Extravío

Cansado de apostar por la resurrección, perdido como el niño que caza mariposas en un bosque ardiente, sin rumbo fijo, estás ahora buscando cualquier puerta.

La religión te mintió como te mintió la economía, llantos sin lágrimas… ni siquiera de cocodrilo. De mil profetas uno dice media verdad, los demás mienten con o sin dientes. Me gustaría decirte que existe un camino, pero estoy más extraviado que tú, aunque todos conduzcan a Roma.

Los dados en el aire y César habla de la suerte mientras embarra su pan con jalea echado en un rincón. Busquemos mejor arañas en el techo hasta que nos sorprenda la muerte con una caja envuelta en papel azul.

El abandono es frío como un beso al mármol. El rito desgastado ya no tiene nada que ofrecernos, los centros comerciales han sustituido a las catedrales y ¿sabes qué? Framcamente querida, me vale madres.

Cada vez más juntos, más apretados, pero por dentro más alejados. Las sonrisas no dejaron huellas en tu cara ¿viviste con amargura o encontraste un buen cirujano plástico?

Una guitarra vuela en mil pedazos mientras las mentiras sonríen, y tú las crees sólo por la blancura de su dentadura. ¡Qué impostura!

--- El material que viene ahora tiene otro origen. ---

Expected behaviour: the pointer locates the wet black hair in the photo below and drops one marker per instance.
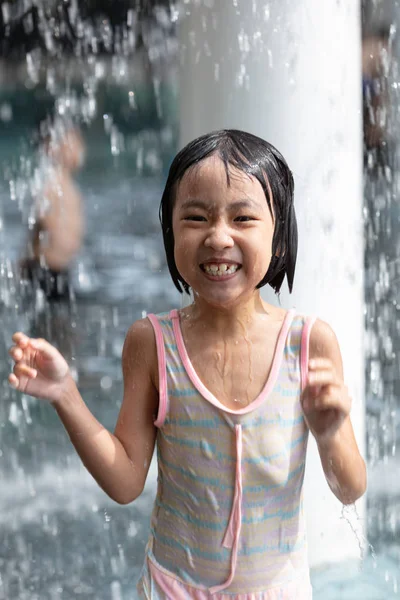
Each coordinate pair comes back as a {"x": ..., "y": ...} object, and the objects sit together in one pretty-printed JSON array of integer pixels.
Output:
[{"x": 257, "y": 158}]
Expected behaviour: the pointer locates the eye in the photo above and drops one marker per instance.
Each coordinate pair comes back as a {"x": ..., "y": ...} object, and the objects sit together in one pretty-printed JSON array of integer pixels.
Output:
[
  {"x": 243, "y": 219},
  {"x": 195, "y": 218}
]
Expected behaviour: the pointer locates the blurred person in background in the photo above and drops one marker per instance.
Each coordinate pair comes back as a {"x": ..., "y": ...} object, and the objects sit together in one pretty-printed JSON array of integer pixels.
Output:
[
  {"x": 375, "y": 66},
  {"x": 56, "y": 236}
]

Yo me despido como cuando le decía adiós a papá. Todos terminaremos en el olvido. Te veo abordar el tren de tu decisión y yo me quedaré limpiando la estación.

El desfile de los seres grises carece de música, pero te atrae aun contra tu voluntad. De cabeza en el precipicio de la duda te preguntas: ¿dónde está ahora lo que ayer fue certeza?

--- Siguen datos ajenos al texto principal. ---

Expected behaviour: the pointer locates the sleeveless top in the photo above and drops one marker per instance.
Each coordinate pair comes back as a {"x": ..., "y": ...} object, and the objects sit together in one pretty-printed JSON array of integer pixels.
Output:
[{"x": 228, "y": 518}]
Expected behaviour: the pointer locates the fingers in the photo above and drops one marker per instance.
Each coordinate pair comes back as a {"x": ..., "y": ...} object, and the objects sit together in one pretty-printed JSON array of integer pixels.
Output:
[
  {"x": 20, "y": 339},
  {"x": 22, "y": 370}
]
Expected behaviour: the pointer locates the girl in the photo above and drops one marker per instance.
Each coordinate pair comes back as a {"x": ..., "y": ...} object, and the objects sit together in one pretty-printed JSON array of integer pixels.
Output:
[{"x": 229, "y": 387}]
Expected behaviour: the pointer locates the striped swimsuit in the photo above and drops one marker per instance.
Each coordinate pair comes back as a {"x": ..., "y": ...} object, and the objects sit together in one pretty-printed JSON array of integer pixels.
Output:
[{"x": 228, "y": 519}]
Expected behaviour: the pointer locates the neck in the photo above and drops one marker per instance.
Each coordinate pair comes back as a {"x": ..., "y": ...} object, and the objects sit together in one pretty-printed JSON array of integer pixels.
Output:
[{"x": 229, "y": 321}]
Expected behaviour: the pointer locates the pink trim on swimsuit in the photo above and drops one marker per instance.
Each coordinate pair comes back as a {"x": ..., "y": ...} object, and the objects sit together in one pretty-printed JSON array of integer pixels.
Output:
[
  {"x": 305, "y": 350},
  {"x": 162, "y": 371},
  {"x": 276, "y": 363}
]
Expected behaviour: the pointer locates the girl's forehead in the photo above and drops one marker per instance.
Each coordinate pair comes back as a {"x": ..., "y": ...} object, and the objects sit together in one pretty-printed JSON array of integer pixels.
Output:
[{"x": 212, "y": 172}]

Quizás mañana el cuarto se ilumine, quizás también tenga yo algo que decir. El alcohol saca a flote muchas tonterías y verdades, el alcohol es un lubriante para las sociedades. El dolor cuando es muy intenso empieza a dejar de sentirse.

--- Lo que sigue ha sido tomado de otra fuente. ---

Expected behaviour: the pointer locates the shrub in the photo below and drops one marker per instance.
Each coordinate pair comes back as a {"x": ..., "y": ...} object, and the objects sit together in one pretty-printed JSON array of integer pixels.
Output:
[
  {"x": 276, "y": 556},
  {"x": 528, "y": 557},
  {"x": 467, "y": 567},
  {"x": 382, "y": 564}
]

Quemas tus diarios y borras tus recuerdos. Francamente querida, me importa un bledo. En el fondo ¿a quién pretendes engañar? La hoguera de las vanidades arde sin dar calor. Ya es tarde para creer en el amor.

Está lista tu ropa blanca para la fiesta de lodo. Los dados vuelan y César habla otra vez de suerte, ahora sé que podré olvidarte hasta que me sorprenda la muerte.